Organizational Change Management (OCM) strategy provides a road map of transformational change activities to include in any project or program. Information management projects (data warehousing, master data management, business intelligence, analytics, big data, etc.) actually do impose tremendous change upon any organization, large or small.
Some of the biggest OCM challenges are getting people to actually use our product – and use it in a good way, getting people to contribute data, utilize more and different data in decision making and utilize new processes for data generation and distribution. These are not insignificant in our projects. The failure cause of most failed projects is not technology. The causes are changing mindsets and attitudes, corporate culture change, underestimating complexity and the lack of commitment of higher management. And these are hard for many technical personnel to take care of.
I showed that 41% of projects are considered successful. That leaves new projects much needing to face the challenge of OCM, which is highly correlated to project success.
A risk that slows down and hinders implementation is everyone thinking that change management happens elsewhere in the organization. I challenge project leadership to take it upon themselves to deliver the product and deliver the change. This responsibility can, and should, be disseminated throughout the organization to others who share the passion for the project and understand the need for OCM. At some level, we call these advocates ‘change masters’.
I gave a rule of thumb that appx. 10% of personnel effort should be allocated for OCM activities. This could include specific roles for communications, training, and organizational alignment as appropriate. Otherwise, it falls back to the project leader, a good reason to distribute the OCM responsibilities.
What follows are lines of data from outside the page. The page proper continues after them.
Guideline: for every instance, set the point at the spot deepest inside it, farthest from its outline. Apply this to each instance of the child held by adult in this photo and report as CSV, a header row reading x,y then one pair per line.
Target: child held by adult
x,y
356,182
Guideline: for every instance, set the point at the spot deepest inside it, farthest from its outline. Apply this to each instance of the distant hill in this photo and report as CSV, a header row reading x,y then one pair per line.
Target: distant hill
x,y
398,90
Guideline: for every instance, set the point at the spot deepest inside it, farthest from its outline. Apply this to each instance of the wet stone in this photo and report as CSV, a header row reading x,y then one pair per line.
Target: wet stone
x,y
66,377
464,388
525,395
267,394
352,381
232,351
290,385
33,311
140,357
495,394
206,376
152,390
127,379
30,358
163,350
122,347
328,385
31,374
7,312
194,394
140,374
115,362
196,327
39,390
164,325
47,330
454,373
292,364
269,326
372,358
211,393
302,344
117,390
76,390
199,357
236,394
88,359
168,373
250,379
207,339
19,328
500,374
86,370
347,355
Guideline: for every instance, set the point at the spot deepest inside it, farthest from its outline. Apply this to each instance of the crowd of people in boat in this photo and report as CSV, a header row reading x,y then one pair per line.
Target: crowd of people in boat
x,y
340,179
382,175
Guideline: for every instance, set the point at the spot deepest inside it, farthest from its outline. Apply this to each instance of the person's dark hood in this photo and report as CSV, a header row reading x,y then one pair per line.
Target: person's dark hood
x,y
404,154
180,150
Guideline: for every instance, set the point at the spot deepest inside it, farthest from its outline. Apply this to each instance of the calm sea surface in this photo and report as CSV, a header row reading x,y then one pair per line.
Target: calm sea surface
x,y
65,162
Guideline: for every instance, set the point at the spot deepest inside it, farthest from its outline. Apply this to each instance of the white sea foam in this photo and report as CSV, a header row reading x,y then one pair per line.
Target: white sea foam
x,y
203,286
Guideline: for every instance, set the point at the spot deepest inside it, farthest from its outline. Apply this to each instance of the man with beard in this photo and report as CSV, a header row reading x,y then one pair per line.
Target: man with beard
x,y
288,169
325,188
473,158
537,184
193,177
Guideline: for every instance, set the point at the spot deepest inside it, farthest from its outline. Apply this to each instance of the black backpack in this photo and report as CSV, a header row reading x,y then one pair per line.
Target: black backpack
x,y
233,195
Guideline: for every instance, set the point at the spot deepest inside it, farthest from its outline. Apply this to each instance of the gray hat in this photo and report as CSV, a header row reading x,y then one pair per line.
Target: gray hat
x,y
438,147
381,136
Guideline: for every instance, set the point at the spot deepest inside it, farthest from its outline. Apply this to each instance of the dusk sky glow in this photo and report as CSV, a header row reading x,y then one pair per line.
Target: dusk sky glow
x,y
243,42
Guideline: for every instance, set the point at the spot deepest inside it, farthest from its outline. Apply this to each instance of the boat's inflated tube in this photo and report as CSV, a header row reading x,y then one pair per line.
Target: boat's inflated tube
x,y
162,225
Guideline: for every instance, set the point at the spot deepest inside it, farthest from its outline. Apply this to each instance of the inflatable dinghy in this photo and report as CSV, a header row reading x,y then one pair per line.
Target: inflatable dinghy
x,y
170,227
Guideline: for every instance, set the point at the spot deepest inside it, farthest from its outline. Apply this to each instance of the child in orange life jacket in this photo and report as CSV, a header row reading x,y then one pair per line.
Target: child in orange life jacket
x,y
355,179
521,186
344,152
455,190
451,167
In terms of tasks to add to the project plans or backlogs, the program focuses on a few key areas. One of them is managing leaders. Organization leaders must be aware of most of these information projects and must have high regard for them. This is similar to another task given, which is ‘managing stakeholders’. Stakeholders are all project constituents – not just executives. They include users, management, information technology and everyone affected by the project.
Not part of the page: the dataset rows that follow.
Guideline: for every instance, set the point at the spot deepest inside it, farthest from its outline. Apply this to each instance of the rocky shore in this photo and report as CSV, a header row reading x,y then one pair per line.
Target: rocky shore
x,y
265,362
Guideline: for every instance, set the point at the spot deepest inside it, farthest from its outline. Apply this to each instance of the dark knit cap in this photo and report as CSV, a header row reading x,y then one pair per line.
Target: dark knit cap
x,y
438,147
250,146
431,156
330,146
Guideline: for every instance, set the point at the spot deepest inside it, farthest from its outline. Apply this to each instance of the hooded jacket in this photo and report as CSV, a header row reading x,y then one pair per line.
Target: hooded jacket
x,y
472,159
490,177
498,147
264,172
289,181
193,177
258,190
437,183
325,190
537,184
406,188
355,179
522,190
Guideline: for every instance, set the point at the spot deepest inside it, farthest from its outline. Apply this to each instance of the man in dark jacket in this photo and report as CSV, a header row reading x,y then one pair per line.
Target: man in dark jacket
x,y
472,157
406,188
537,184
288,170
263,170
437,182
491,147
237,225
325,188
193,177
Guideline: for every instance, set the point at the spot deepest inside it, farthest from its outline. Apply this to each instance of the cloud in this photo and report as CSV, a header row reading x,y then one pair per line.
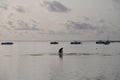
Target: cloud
x,y
25,26
55,6
79,26
20,9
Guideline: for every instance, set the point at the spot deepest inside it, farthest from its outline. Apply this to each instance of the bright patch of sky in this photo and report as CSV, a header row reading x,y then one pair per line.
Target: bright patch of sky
x,y
59,18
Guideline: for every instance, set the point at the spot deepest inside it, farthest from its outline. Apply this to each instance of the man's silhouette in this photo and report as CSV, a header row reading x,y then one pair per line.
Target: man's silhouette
x,y
60,52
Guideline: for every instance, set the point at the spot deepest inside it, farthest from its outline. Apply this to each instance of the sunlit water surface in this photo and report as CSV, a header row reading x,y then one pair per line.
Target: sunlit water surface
x,y
17,64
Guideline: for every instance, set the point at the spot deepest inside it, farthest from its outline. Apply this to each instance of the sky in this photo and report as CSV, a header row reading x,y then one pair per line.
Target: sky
x,y
59,19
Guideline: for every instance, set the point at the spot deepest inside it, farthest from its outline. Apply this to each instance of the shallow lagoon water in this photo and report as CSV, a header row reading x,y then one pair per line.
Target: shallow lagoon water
x,y
51,67
16,63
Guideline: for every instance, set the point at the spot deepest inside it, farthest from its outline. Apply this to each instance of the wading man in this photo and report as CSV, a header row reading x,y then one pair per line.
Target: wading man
x,y
60,52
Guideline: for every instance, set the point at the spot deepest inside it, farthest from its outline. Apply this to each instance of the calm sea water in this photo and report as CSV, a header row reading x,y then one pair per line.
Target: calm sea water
x,y
16,63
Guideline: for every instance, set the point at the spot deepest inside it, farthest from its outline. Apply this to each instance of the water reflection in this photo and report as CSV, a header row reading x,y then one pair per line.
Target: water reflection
x,y
92,67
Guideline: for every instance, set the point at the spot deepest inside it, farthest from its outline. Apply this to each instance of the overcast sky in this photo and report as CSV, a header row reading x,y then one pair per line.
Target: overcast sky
x,y
59,19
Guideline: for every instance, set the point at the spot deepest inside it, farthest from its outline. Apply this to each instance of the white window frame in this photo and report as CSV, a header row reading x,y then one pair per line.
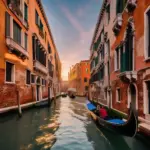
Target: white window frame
x,y
145,97
26,78
117,69
146,36
12,74
117,96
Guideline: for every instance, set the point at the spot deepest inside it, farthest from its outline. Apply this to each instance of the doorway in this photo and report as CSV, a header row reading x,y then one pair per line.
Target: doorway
x,y
148,95
38,89
132,93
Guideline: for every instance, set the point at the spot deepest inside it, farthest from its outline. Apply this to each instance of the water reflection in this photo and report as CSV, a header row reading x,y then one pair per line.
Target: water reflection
x,y
64,126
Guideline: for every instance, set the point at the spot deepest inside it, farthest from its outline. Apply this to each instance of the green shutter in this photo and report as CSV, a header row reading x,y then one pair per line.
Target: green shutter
x,y
7,24
26,41
36,17
25,12
16,33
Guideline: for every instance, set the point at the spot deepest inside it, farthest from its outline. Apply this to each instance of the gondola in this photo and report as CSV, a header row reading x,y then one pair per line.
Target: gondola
x,y
64,94
128,128
72,96
72,93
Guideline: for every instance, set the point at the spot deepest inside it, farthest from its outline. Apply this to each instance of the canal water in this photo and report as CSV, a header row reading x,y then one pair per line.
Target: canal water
x,y
64,126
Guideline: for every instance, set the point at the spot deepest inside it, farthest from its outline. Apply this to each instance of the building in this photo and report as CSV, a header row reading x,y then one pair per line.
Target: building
x,y
122,30
64,86
79,76
28,55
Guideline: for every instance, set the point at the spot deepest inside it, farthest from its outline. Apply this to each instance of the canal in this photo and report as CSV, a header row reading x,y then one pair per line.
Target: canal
x,y
64,126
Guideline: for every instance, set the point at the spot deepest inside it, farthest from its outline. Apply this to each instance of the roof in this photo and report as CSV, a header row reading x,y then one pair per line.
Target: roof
x,y
99,21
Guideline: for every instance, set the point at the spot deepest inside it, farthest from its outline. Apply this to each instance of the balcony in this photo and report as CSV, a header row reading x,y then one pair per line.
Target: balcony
x,y
26,24
128,76
131,5
38,66
14,5
16,49
117,24
41,33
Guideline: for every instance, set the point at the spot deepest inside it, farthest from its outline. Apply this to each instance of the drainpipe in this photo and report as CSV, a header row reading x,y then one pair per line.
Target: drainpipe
x,y
18,102
109,85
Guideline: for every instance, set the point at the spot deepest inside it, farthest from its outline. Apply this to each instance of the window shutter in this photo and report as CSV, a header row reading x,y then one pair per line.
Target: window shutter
x,y
7,24
25,12
26,41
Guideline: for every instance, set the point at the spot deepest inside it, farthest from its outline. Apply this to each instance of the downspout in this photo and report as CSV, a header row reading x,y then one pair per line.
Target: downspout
x,y
18,102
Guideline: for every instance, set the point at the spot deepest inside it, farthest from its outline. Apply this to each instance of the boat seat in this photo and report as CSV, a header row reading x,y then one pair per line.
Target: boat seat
x,y
116,121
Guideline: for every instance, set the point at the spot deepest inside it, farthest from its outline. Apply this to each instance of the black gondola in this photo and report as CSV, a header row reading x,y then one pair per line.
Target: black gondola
x,y
64,94
129,128
72,96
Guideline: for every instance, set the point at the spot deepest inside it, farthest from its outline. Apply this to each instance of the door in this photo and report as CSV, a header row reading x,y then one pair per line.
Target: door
x,y
37,92
148,94
133,96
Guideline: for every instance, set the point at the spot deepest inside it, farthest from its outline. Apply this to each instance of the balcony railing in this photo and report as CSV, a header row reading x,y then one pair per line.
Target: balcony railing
x,y
128,76
17,49
38,66
117,24
41,33
131,5
14,5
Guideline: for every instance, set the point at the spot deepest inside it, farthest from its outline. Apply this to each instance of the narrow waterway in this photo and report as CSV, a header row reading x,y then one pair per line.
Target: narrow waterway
x,y
64,126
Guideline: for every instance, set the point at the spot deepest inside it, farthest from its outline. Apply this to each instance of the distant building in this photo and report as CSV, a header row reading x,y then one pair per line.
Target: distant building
x,y
64,86
29,61
79,76
120,52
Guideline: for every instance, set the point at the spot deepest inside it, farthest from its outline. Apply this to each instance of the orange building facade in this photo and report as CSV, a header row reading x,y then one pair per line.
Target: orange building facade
x,y
29,61
123,33
79,76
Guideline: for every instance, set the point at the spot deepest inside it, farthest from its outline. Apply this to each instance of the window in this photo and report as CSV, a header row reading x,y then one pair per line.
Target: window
x,y
36,18
45,36
147,33
43,82
118,95
49,48
85,79
26,41
32,78
86,88
16,33
87,70
7,24
28,77
117,59
108,13
10,72
40,54
120,5
105,94
41,26
25,12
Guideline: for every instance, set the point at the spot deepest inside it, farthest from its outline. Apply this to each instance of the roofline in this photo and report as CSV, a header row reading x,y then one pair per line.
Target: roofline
x,y
98,21
46,20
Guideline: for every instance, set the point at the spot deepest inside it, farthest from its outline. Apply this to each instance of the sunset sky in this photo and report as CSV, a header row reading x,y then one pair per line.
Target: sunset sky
x,y
72,23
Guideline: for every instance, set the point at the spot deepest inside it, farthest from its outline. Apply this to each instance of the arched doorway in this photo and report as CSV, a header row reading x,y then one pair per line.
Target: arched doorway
x,y
132,96
38,89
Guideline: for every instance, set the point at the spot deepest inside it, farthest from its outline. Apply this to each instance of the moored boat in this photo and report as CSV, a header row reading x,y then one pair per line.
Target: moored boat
x,y
64,94
128,128
72,92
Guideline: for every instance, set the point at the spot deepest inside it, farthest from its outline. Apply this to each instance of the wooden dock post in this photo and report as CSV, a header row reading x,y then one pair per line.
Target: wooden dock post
x,y
19,106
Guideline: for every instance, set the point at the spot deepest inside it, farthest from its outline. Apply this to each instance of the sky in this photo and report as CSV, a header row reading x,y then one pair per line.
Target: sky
x,y
72,24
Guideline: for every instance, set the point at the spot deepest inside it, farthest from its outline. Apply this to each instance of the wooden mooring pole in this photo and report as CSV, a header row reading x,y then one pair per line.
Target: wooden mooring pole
x,y
19,106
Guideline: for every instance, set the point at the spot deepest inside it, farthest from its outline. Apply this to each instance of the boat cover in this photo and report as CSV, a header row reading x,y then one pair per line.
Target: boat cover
x,y
90,106
116,121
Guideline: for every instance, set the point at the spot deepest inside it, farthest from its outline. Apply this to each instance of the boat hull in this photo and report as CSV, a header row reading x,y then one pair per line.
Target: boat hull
x,y
129,128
OCM may include an update of job roles, responsibilities and incentive programs. The time to begin to tackle these is early in the program. They will take some time – time you don’t have once you put your project in production and expect it to be used appropriately.
Training is also a large part of OCM. The training platform, logistics, invitations, policies, feedback forms, etc. need to be developed. There may be several groups that need specific training.
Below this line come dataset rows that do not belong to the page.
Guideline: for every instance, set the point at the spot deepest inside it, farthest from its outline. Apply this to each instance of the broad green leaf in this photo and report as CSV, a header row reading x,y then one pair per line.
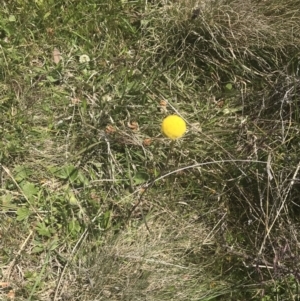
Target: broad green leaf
x,y
23,213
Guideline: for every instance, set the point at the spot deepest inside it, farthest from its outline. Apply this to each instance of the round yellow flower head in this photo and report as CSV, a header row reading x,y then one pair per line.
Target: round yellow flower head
x,y
173,127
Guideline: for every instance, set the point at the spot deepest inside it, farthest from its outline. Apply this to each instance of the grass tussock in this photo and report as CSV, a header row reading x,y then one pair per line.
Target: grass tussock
x,y
96,204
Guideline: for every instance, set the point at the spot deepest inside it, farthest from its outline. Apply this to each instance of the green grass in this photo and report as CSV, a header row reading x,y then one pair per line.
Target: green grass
x,y
96,204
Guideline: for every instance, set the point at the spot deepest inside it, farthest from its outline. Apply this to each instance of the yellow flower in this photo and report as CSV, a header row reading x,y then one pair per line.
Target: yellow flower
x,y
173,126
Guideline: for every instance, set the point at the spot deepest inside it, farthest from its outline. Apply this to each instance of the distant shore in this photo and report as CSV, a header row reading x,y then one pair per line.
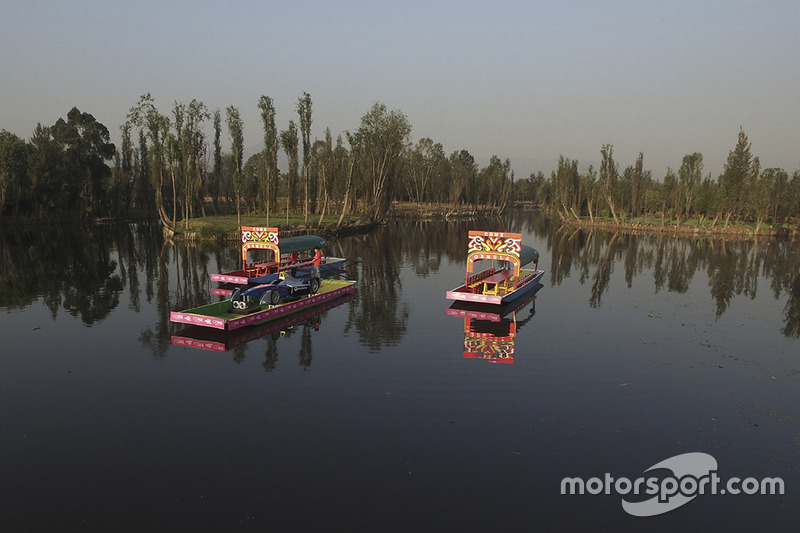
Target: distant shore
x,y
684,230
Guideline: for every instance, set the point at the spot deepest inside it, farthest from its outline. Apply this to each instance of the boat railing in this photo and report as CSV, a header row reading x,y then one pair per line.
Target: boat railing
x,y
473,282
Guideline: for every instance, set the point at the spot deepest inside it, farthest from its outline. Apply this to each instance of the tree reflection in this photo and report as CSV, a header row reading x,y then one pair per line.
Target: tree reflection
x,y
87,273
791,326
378,313
733,267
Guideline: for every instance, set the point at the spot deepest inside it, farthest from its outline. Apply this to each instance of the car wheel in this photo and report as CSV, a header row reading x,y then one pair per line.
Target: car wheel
x,y
274,297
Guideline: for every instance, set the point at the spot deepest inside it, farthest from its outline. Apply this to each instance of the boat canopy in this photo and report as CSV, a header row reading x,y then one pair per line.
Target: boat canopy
x,y
301,243
267,239
528,254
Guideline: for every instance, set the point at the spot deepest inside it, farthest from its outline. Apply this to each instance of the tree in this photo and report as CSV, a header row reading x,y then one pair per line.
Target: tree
x,y
566,183
304,111
86,147
289,141
271,143
145,116
609,175
639,181
214,185
423,163
690,174
736,182
13,172
462,173
236,130
383,136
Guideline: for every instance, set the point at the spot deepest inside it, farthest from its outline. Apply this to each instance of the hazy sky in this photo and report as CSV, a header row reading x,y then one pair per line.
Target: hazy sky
x,y
524,80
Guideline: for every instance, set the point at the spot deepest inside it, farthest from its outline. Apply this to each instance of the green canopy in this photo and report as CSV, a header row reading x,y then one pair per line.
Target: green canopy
x,y
301,243
527,254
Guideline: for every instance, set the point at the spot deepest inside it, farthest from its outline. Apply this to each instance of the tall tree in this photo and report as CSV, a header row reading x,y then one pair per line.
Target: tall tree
x,y
304,111
13,172
236,131
609,175
736,182
216,173
689,177
383,135
87,146
145,115
289,141
271,144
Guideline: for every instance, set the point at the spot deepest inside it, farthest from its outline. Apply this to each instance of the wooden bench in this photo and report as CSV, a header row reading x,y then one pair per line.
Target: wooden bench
x,y
494,283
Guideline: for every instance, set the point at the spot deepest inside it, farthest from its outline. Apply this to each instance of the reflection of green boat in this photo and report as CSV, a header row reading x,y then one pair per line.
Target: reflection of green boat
x,y
490,331
221,315
221,341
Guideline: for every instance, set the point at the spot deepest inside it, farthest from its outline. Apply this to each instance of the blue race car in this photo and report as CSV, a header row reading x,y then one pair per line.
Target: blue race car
x,y
286,288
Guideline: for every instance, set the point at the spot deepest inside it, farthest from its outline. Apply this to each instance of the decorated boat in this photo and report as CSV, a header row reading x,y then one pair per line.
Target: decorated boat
x,y
296,254
490,332
501,278
217,340
229,315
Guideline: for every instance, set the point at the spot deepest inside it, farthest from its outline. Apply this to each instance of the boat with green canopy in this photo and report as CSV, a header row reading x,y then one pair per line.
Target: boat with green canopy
x,y
505,279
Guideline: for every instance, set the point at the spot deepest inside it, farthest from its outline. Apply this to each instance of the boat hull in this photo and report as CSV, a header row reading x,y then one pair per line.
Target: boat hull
x,y
220,315
524,286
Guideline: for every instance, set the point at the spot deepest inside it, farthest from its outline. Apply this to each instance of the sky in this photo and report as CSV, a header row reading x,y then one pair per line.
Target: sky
x,y
523,80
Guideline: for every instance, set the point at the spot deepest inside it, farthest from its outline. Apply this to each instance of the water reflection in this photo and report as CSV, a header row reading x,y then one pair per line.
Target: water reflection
x,y
732,267
89,273
490,332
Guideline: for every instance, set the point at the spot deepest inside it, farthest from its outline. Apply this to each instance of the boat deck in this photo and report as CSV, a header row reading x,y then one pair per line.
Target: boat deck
x,y
220,315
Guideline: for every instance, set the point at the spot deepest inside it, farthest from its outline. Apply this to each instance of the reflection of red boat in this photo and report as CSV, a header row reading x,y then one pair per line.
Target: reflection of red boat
x,y
221,341
490,332
288,254
504,280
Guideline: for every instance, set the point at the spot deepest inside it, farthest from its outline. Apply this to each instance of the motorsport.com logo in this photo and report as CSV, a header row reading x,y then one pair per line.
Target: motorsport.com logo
x,y
693,474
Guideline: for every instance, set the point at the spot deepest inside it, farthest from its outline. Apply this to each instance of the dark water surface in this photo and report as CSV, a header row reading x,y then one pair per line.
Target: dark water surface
x,y
370,416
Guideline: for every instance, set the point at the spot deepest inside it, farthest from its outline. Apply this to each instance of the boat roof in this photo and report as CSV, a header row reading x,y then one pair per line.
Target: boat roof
x,y
528,254
301,243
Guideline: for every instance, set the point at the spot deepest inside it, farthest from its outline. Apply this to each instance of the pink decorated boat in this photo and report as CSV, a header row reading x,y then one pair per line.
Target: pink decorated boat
x,y
500,278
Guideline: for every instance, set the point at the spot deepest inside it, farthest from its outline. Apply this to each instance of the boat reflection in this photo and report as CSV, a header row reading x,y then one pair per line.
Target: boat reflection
x,y
222,340
490,331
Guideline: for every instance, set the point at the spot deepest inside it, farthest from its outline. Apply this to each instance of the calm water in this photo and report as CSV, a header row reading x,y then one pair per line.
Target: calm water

General communications is another task area of OCM. We want more ‘demand’ for our product than supply. We want to be in a state of a bit of tension and we may have to create it. Once there’s no more demand for your work product in the organization, you’re not producing well and that’s not good for anyone involved.
Consider adding OCM skills, awareness, responsibilities and tasks to your project. It is highly correlated to project success and will need to be done – the relatively easy way or the hard way.